The acquisition of the U.S. based respiratory drug specialist Pearl gives AstraZeneca a foothold in the newest area for lung treatments known as the LABA/LAMA class.
Already being developed by GlaxoSmithKline (GSK) and Novartis (NVS), these drugs are considered the exciting drug class of the future for treating Chronic Obstructive Pulmonary Disease or COPD, a disease that causes debilitating breathing problems in patients.
This new class of drugs works longer and is more effective in controlling the disease, with greatly improved patient compliance.
Pearl's PT003, a LABA/LAMA drug, is in final Stage III trials but may be late to the market according to some pharma analysts. Novartis is likely to gain first regulatory approval in Europe this year with GlaxoSmithKline next in line.
What might be more promising, and why AstraZeneca may be interested, is Pearl's PT010 drug that combines the LAMA and LABA components with an inhaled corticosteroid. It's only in Phase I trials currently but it could be accelerated to Phase II rapidly.
Still, it's not likely that AstraZeneca would be first to the market with this drug either. GlaxoSmithKline will likely gain approval for a similar drug first but being second in line is much better than being third.

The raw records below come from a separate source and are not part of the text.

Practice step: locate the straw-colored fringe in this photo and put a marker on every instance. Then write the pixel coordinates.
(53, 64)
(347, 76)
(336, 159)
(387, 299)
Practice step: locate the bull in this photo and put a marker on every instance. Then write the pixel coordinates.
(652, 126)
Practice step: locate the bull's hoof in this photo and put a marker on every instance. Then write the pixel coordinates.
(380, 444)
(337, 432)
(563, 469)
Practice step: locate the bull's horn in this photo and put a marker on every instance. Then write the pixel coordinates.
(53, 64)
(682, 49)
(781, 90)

AstraZeneca said that it would pay $560 million upfront plus up to $450 million if certain development criteria are achieved. It will also make sale-related payments of up to $140 million.

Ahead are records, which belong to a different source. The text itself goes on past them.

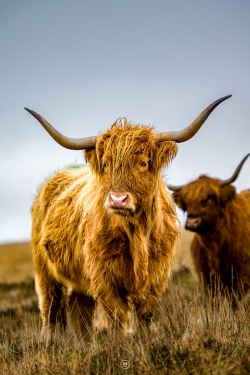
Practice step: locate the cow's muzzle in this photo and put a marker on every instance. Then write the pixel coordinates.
(193, 223)
(120, 201)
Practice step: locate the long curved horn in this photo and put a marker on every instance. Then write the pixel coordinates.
(192, 129)
(175, 188)
(71, 143)
(236, 173)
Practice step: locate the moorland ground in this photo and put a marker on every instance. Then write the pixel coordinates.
(190, 335)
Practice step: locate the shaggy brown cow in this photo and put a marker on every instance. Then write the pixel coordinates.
(107, 233)
(221, 220)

The company, once a dominant player in the pharma space, has lost ground as its aging pipeline loses patent protection. The company needs a new stock of drugs to replace big sellers like antipsychotic drug, Seroquel that went off-patent in 2012.
In May, AstraZeneca purchased Omthera Pharmaceuticals for as much as $443 million to strengthen its cardiovascular business. These acquisitions are an important part of new CEO Pascal Soriot as he answers the criticisms of shareholders who are calling for a pipeline rebuild.
The acquisition should close in the third quarter of 2013 and will have no impact on AstraZeneca’s guidance for the year, according to the drug maker.